Small business owners, especially those new in the entrepreneurial world, can learn some valuable lessons by watching the failures and successes coming out of Washington. In recent years, I sadly can think of more failures than successes, but if you’re a small business owner, why not reap the rewards on what your government has already tested. It could help—or hurt if you’re not careful.

1. Cash Flow and Cash Management

Let’s face it, Washington has a problem with cash flow. Now that the debt ceiling vote is over and a top super committee has until Thanksgiving to figure out what to cut, it doesn’t take a lot of smarts to figure out the government has been way overspending. That means, they are out of cash.

I know there’s the old joke about the expensive toilet seats and why in the heck they need the special government seal on every single folder or memo pad is beyond me, but cash is king to the entrepreneur. If you treat yours much like our government treats theirs, you won’t have any either.

Lesson to be learned here? Watch your cash like a hawk. Don’t overspend and cut expenses where and when you can. Most importantly, take the time to review your cash flow statement every year or even sooner and make adjustments where needed. You may actually find you’ve underestimated your expenses and wouldn’t that be awesome!

2. Keep Your Enemies Close

Watch Your Enemy

The war between the Republicans and Democrats is fiercer than ever these days. In fact, they are so set apart, reaching a decision on anything it is always a melodrama. And, even if this or that bill is signed into law, it doesn’t seem to matter. Take it to the Supreme Court, we will—yes siree! You can’t make people buy healthcare! We’ll fight it! There seems to be no bipartisanship today and no one’s reaching over the aisle, as they say. In fact, some of the antics out of Washington are disastrous.

Lesson to be learned here? You need to know what your competitor is doing, smile and play nice but remember, he’s your competitor so while you’re smiling don’t reveal too much about what your business plans are—he’ll steal them! On the other side of this coin, do learn as much about your competitor as you can.

3. The Housing Crisis

I guess you can’t really blame Washington entirely for the housing crisis. Wall Street and financial institutions had a hand in this debacle, but again the small business owner can benefit from this catastrophe.

In Arizona, homeowners walked away from their homes or simply let homes fall into foreclosure. Housing values plummeted and so many loans were offered, there are some real concerns about who actually signed all those loan papers. Again, sorry, business owner, this is a bad lesson.

Lesson to be learned here? Don’t sign up for something too good to be true, including business loans, unless you have researched the bank or lender thoroughly. Ask questions such as will my loan be sold to another lender and will my interest rate ever rise?

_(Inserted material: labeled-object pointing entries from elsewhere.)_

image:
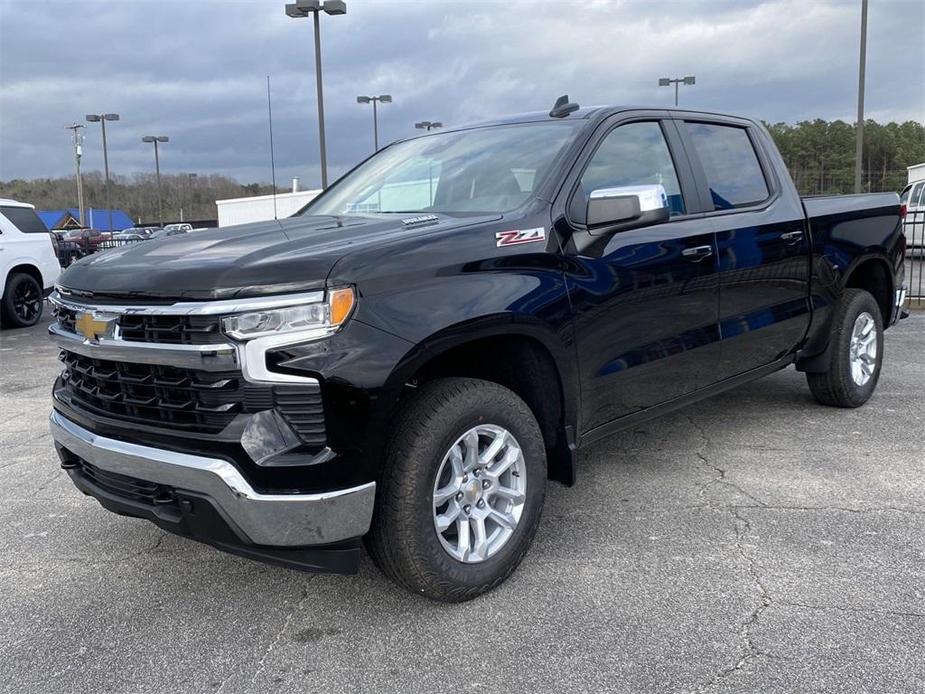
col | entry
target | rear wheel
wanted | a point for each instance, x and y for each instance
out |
(855, 353)
(462, 490)
(22, 301)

Is there a balloon on my business loan? Don’t let the housing crisis mirror your business borrowing practices.

4. Watch Your Payables and Receivables

Watch Your AR and AP

There is a really scary website, US Debt Clock. I actually got dizzy watching the U.S. debt rise instantly (in real time) and it even shows debt per taxpayer! Visit it if you dare. In any event, the country is in debt big time—over $14 trillion.

Why can’t the government collect on any loaned debt? For sure, they can’t pay any other country for loans or investments made on our soil.

Lesson to be learned here: Pay attention to what vendors you owe and what receivables you have coming in. Set some best practices on paying vendors and collecting on your A/R accounts or you’ll be looking for cash. As we know (I swear this is so important)—cash is king!

5. Yes We Can!

Well maybe and maybe not. President Barack Obama founded his campaign on this slogan and promptly changed the auto industry (hurt it really), mandated a healthcare plan and then stomped on Wall Street big time.

I call this putting too many things on your plate at one time and no business owner does well if they’re going in too many directions. I mean the President was so busy and wanted to please everyone but no one can do that. Obama even had a beer on the White House lawn with a cop and a man falsely arrested by that cop. I bet the beer was way warm. with the President’s busy schedule and all.

Lesson to be learned here? Brand your business before you start taking it in new directions. Make a name for yourself and allow customers to like you and your product or service before you determine it’s time to expand.

6. Hello From Hollywood

He Made Us Happy

This is going way back, but in 1981 when Ronald Reagan became our 40th President, he did seem to bring America back together again. People seemed happy, and the American Flag and what our country represented were important from sea to shining sea.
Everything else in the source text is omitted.